- Read Chapter Six of How to Run: an Advanced Guide to Managing Role-playing Games.
- Read those blog entries from my blog pertaining to classes on the internet (list pending).
- Be sure to arrange our Skype talk so that you are alone and free of distractions; turn off your phone and reduce your internet availability.
- Come prepared to run your world. DMs should be prepared to run a player who has never participated in their campaign before.
- Have room to move about on camera; don't be in a very tight enclosed space. You will be asked to communicate on camera from a standing position.
Here are the bare bones of where I would start as a tutor - and as I write this, I am already thinking of at least one difficult conversation that would come about. It is cruel and abusive, but for the purpose of this post I'm going to refer to the pupil/student as the 'payer' - I want this to be firmly in the reader's mind.

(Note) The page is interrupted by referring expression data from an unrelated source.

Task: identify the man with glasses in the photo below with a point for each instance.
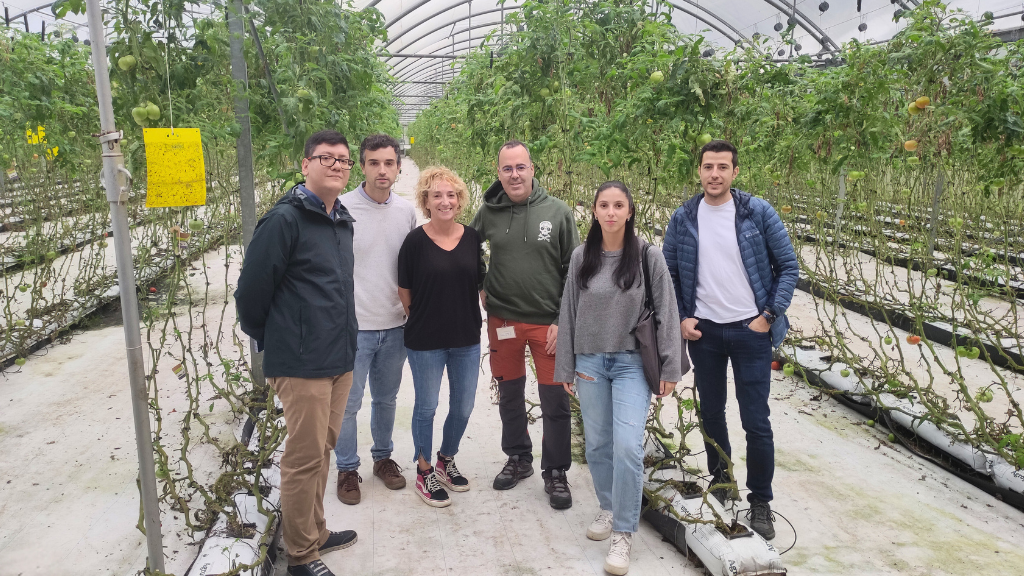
(384, 220)
(531, 237)
(295, 298)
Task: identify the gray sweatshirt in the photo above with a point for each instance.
(600, 318)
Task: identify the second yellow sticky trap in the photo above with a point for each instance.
(175, 169)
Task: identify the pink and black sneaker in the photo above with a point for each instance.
(449, 475)
(430, 490)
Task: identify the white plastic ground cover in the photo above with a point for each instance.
(747, 556)
(908, 414)
(221, 553)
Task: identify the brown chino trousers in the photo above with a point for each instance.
(313, 409)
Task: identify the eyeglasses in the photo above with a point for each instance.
(507, 170)
(328, 161)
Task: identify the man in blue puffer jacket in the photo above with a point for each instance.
(734, 272)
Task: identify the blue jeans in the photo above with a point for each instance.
(463, 369)
(380, 355)
(614, 400)
(751, 356)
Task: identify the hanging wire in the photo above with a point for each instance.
(167, 65)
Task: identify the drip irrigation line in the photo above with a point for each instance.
(952, 466)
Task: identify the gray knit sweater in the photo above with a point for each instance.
(600, 318)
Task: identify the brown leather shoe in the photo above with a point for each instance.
(388, 470)
(348, 487)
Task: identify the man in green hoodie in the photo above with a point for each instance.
(531, 237)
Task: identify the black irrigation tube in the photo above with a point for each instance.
(947, 272)
(1012, 258)
(910, 441)
(997, 355)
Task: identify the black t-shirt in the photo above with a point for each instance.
(445, 307)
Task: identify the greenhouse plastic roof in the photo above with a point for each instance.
(426, 38)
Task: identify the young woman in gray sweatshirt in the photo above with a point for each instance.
(602, 300)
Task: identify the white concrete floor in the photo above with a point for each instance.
(69, 502)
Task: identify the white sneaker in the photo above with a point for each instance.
(600, 529)
(617, 561)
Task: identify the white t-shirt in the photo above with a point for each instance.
(378, 234)
(724, 292)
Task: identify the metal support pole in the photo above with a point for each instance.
(247, 183)
(940, 180)
(842, 201)
(117, 181)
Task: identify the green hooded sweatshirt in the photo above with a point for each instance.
(530, 248)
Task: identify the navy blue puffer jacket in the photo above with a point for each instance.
(764, 245)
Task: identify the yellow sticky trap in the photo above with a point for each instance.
(175, 168)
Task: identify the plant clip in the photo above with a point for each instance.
(110, 137)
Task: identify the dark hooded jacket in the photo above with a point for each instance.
(530, 248)
(295, 295)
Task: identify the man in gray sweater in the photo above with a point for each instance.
(382, 221)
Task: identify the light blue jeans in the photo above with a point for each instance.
(463, 369)
(614, 400)
(380, 356)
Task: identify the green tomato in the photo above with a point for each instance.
(127, 63)
(139, 115)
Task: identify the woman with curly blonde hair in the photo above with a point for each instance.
(440, 273)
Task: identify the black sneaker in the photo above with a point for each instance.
(761, 519)
(557, 488)
(514, 470)
(338, 540)
(314, 568)
(449, 475)
(430, 490)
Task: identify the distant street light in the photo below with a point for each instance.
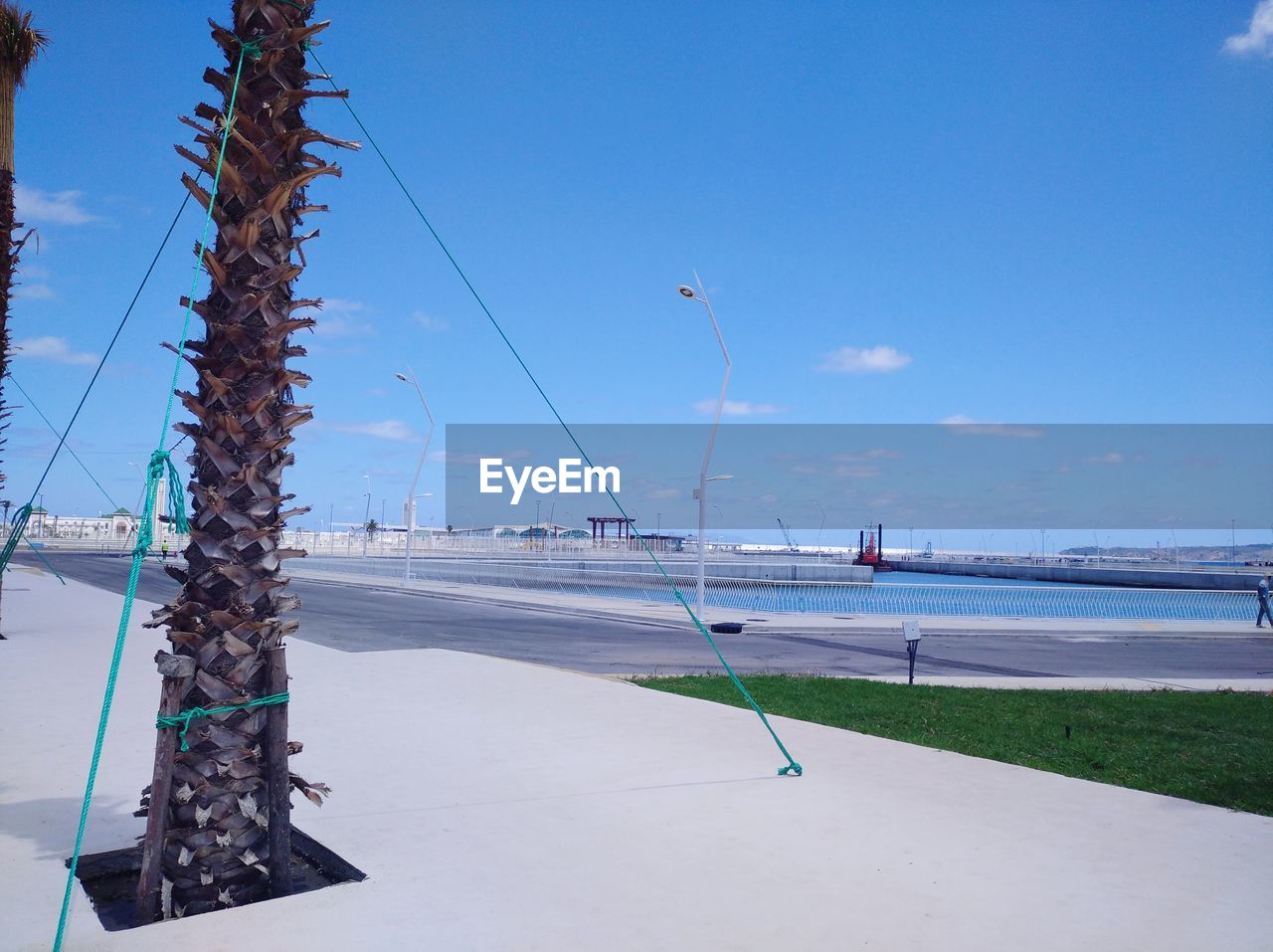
(412, 496)
(701, 492)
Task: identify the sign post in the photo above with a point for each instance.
(910, 632)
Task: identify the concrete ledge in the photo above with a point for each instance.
(500, 806)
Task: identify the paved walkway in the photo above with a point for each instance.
(504, 806)
(776, 623)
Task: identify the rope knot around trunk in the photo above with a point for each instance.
(186, 716)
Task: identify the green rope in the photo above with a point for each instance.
(16, 534)
(183, 719)
(792, 766)
(48, 564)
(19, 526)
(159, 461)
(74, 455)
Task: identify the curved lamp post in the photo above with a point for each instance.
(701, 491)
(409, 377)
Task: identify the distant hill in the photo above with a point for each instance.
(1257, 552)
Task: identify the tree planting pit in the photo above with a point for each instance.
(111, 878)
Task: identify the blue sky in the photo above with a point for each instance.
(904, 213)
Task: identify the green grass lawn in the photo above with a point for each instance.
(1208, 747)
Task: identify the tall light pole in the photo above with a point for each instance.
(701, 491)
(409, 377)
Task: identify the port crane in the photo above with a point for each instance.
(787, 534)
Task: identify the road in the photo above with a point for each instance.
(353, 618)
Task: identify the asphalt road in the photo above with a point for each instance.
(353, 618)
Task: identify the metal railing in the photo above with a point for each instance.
(819, 597)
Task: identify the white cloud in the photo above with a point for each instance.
(965, 425)
(56, 349)
(737, 408)
(37, 208)
(383, 429)
(1258, 39)
(882, 359)
(35, 291)
(663, 494)
(430, 323)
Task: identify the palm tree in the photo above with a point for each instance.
(19, 46)
(226, 625)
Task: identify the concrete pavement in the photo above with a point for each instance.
(504, 806)
(618, 639)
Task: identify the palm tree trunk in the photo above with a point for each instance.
(228, 614)
(8, 258)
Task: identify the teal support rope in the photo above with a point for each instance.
(48, 564)
(185, 716)
(159, 463)
(792, 766)
(12, 543)
(74, 455)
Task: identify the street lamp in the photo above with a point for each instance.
(412, 496)
(819, 528)
(701, 492)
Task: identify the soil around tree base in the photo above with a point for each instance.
(111, 878)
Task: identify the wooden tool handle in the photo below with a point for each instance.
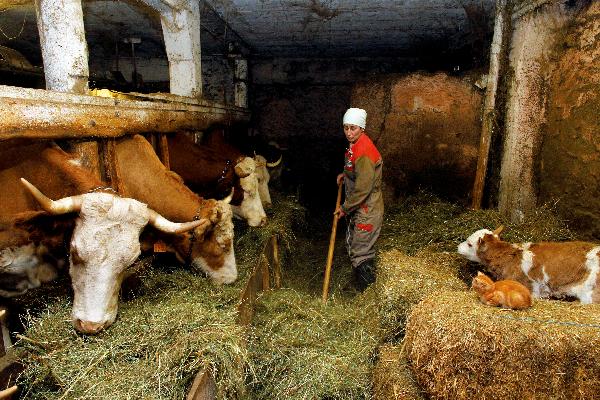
(331, 246)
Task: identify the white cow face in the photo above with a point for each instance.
(214, 253)
(105, 242)
(251, 208)
(469, 247)
(262, 174)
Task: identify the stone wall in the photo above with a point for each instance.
(426, 126)
(570, 156)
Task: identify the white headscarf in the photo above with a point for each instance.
(356, 116)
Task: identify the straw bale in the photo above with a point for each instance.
(392, 377)
(303, 349)
(161, 339)
(461, 349)
(403, 281)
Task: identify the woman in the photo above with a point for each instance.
(363, 201)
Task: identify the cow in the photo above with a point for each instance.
(142, 176)
(212, 175)
(104, 243)
(215, 139)
(208, 247)
(548, 269)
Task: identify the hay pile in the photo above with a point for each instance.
(159, 342)
(392, 377)
(302, 349)
(424, 220)
(461, 349)
(403, 281)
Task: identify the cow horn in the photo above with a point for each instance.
(7, 393)
(164, 225)
(276, 163)
(227, 199)
(498, 230)
(55, 207)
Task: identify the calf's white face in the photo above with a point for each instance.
(104, 243)
(251, 208)
(263, 177)
(216, 257)
(469, 247)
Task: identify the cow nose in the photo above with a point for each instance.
(88, 327)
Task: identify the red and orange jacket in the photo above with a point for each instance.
(363, 169)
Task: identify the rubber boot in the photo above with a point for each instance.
(364, 274)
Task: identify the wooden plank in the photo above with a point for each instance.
(489, 114)
(164, 150)
(204, 387)
(43, 114)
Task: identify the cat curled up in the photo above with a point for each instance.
(505, 293)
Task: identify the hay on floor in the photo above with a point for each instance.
(403, 281)
(392, 377)
(303, 349)
(462, 349)
(161, 339)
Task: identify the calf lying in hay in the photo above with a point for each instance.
(461, 349)
(548, 269)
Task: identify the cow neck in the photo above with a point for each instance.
(503, 260)
(142, 176)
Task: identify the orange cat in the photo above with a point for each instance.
(505, 293)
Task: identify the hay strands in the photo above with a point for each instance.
(331, 246)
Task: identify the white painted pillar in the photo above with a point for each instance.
(181, 31)
(241, 82)
(64, 48)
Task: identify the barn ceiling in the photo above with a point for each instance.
(274, 28)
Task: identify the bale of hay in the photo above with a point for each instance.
(392, 377)
(462, 349)
(302, 349)
(161, 339)
(403, 281)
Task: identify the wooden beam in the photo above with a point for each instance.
(489, 114)
(42, 114)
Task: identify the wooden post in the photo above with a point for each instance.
(331, 246)
(164, 150)
(276, 262)
(489, 114)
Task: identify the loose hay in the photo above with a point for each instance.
(403, 281)
(461, 349)
(305, 350)
(392, 377)
(159, 342)
(424, 220)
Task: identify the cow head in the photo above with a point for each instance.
(104, 243)
(475, 243)
(251, 209)
(211, 250)
(263, 176)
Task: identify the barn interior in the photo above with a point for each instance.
(485, 113)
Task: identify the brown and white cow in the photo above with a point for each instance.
(548, 269)
(215, 139)
(212, 175)
(142, 176)
(105, 242)
(53, 171)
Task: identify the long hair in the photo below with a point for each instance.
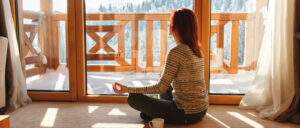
(184, 21)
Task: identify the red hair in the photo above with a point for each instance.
(184, 22)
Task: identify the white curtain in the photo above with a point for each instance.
(273, 87)
(15, 79)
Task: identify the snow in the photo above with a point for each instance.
(101, 83)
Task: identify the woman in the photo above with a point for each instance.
(184, 70)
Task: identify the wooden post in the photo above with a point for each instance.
(134, 42)
(21, 35)
(67, 43)
(234, 47)
(149, 43)
(46, 7)
(220, 43)
(121, 45)
(254, 34)
(55, 45)
(163, 41)
(4, 121)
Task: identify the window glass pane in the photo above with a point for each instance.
(45, 44)
(234, 45)
(127, 41)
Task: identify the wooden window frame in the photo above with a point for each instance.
(76, 36)
(70, 95)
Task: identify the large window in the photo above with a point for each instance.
(45, 53)
(236, 29)
(127, 41)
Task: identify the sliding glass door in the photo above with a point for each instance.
(46, 52)
(236, 33)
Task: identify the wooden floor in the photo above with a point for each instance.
(98, 115)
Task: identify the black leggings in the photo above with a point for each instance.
(162, 108)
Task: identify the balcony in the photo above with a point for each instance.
(42, 54)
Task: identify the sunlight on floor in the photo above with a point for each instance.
(220, 81)
(246, 120)
(116, 112)
(107, 78)
(92, 109)
(49, 117)
(219, 121)
(60, 82)
(117, 125)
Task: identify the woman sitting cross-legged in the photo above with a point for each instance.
(183, 94)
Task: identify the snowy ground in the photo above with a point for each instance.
(100, 83)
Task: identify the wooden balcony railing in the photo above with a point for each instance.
(119, 30)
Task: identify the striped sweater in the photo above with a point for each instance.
(185, 72)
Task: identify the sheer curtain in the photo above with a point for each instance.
(15, 81)
(273, 87)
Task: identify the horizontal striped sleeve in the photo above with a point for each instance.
(168, 75)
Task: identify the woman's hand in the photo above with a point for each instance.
(119, 88)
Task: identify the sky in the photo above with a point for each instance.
(91, 5)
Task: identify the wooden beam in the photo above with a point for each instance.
(4, 121)
(13, 11)
(221, 99)
(128, 17)
(46, 7)
(33, 59)
(234, 47)
(97, 57)
(28, 43)
(298, 35)
(35, 71)
(163, 41)
(21, 35)
(134, 42)
(149, 43)
(32, 27)
(103, 28)
(121, 43)
(229, 16)
(153, 16)
(34, 15)
(111, 68)
(55, 45)
(101, 42)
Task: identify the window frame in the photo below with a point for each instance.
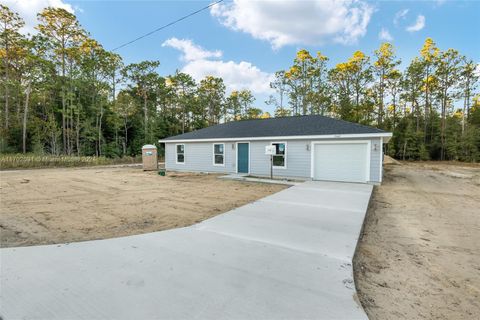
(284, 155)
(213, 154)
(176, 153)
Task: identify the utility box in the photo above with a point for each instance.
(149, 157)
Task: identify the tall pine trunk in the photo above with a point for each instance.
(25, 117)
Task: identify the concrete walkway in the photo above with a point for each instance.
(287, 256)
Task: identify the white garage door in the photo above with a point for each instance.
(341, 162)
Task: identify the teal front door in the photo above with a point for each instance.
(242, 158)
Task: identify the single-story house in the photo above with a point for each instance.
(307, 147)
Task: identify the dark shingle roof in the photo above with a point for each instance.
(276, 127)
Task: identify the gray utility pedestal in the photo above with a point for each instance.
(149, 157)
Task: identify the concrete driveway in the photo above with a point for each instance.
(287, 256)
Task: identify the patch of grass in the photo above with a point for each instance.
(28, 161)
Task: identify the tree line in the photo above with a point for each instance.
(432, 107)
(63, 93)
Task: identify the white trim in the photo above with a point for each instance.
(213, 154)
(176, 153)
(236, 156)
(284, 156)
(386, 135)
(369, 151)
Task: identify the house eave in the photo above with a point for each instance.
(384, 135)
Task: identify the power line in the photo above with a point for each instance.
(168, 25)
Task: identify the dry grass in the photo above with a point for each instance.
(30, 161)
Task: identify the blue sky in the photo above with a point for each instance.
(247, 41)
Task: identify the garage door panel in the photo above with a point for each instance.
(341, 162)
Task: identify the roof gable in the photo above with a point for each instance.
(278, 127)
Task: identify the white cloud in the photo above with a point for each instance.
(236, 75)
(400, 15)
(28, 9)
(385, 35)
(190, 50)
(418, 25)
(477, 70)
(290, 22)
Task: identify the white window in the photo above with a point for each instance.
(218, 154)
(180, 153)
(280, 157)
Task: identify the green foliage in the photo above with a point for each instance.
(60, 96)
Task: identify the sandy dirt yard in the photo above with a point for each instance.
(46, 206)
(419, 257)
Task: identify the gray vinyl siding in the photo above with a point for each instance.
(297, 162)
(375, 160)
(199, 157)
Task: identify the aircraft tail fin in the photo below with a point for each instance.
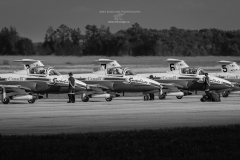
(29, 63)
(176, 64)
(228, 66)
(104, 64)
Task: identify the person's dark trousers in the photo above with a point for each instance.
(69, 98)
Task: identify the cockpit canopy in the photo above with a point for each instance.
(119, 72)
(192, 71)
(43, 71)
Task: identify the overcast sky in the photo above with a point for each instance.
(31, 18)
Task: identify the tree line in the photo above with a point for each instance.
(134, 41)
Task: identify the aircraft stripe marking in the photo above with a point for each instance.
(37, 79)
(120, 79)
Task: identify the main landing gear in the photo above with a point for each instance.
(162, 96)
(147, 97)
(225, 94)
(85, 98)
(6, 99)
(108, 99)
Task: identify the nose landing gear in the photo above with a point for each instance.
(147, 97)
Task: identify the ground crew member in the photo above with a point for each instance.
(207, 84)
(71, 88)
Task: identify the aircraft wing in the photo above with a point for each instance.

(Camera comes on; greetings and pleasantries are exchanged, I encourage the payer to feel free to be honest and direct, to ask questions, to ask for a rest if they are feeling pressured, to not worry about the clock and to feel that we have plenty of time to address the issues at hand. Then I explain that, just to be sure we get to all those issues, we will occasionally have to drop a discussion, even if it's interesting, to ensure we can get through the lesson.
Payer is wearing a ratty, Star Wars shirt and is slumped comfortably in their chair)
Me: Do you feel ready to begin?
Me: I'd like to start with what you're wearing.
Me: The shirt you're wearing. I'd like to talk about it. Can you tell me why you chose to wear that particular shirt.
Payer: Uh, it's comfortable.
Me: Of course. I understand. My point would be, what is the message it gives to your players when you wear that shirt?
Payer (annoyed): That I like Star Wars.
Me: That's fair. But the purpose in learning how to better present is to convey a sense that your privilege as DM is deserved. That is not to say you are not a great DM - you may very well be. But the communication between us and other people is not based on what you are but upon what you are perceived to be. When someone sees you in that shirt, what message does that send?
Payer: I don't see how that matters. I'm me. I don't want to pretend to be someone else.
Me: It isn't a matter of pretending. It is a question of presentation. In a sense, you are already adopting a pretense. You're conveying a message with your clothing that says you're a friendly fellow, pleasant, easy to get along with and so on. The question is, does that help you DM your players. Players who think the DM is "easy to get along with" also think that the DM is "easy to get around" or "won't hassle me if I goof off." Which is precisely the sort of relationship you'd want to have with your friends at the bar, since you wouldn't hassle them and you wouldn't mind being gotten around because these are your friends and its fun. The problem is that as a DM, you're adopting a role of authority and that role means you have to make judgments and give instructions and be obeyed when you ask for silence and such. That shirt doesn't send the message, "Listen to me, I have something to say." That shirt sends the message, "I don't really care what's happening. We're just goofing off here." You may not be aware of that message; I presume you're not because you're here to better learn how to get control over your group and impress them. If you want to impress people, you have to dress in a way that people identify with someone that is impressive. That's not pretending: that's taking advantage of a pre-made stereotype that people obey and using it to help them obey YOU.
The question remains, how well will this approach succeed? I fully expect that some people will be highly resistant to this sort of analysis. Some readers will feel very strongly that I'm arguing from the position of an old man with an old man's prejudices. However, it remains true that, despite the gross inaccuracy that results from trying to judge someone by their appearance, we continue to judge others by their appearance. And this, disappointing as it is to believe, applies just as much to our friends as it does to strangers. If Jonathan, who has been a notorious slob since high school, suddenly starts wearing dress pants and a button shirt everyday to his new job, his friends will applaud him. If Jonathan then starts showing up at the bar in the evening still in his fine shirt and pants, because he hasn't had time to go home and dress in a sweatshirt and stretch pants, his friends will remark on how 'respectable' and 'responsible' he's become since the "Old Jonathan." If this continues to the point where Jonathan starts coming to the cook-outs and camping trips in polo shirts and nylon gear, because can afford these now, his friends will joke and laugh about how Jonathan "used to be," with a distinct tone that the New Jonathan is much more pleasant now that he's using deodorant. The New Jonathan may hate it; he may wish he could quit his lousy job and go back to those relaxed days in the old apartment that didn't cost him $1500 a month - but he doesn't because he likes the respect.
Presentation is not about being YOU. It is about obtaining respect. The respect needed to get the attention of your players and make them focus on your game. I would be doing you a disservice, giving you the Type I lesson, if I told you the drab, ratty, cruddy clothing you're wearing is "just fine."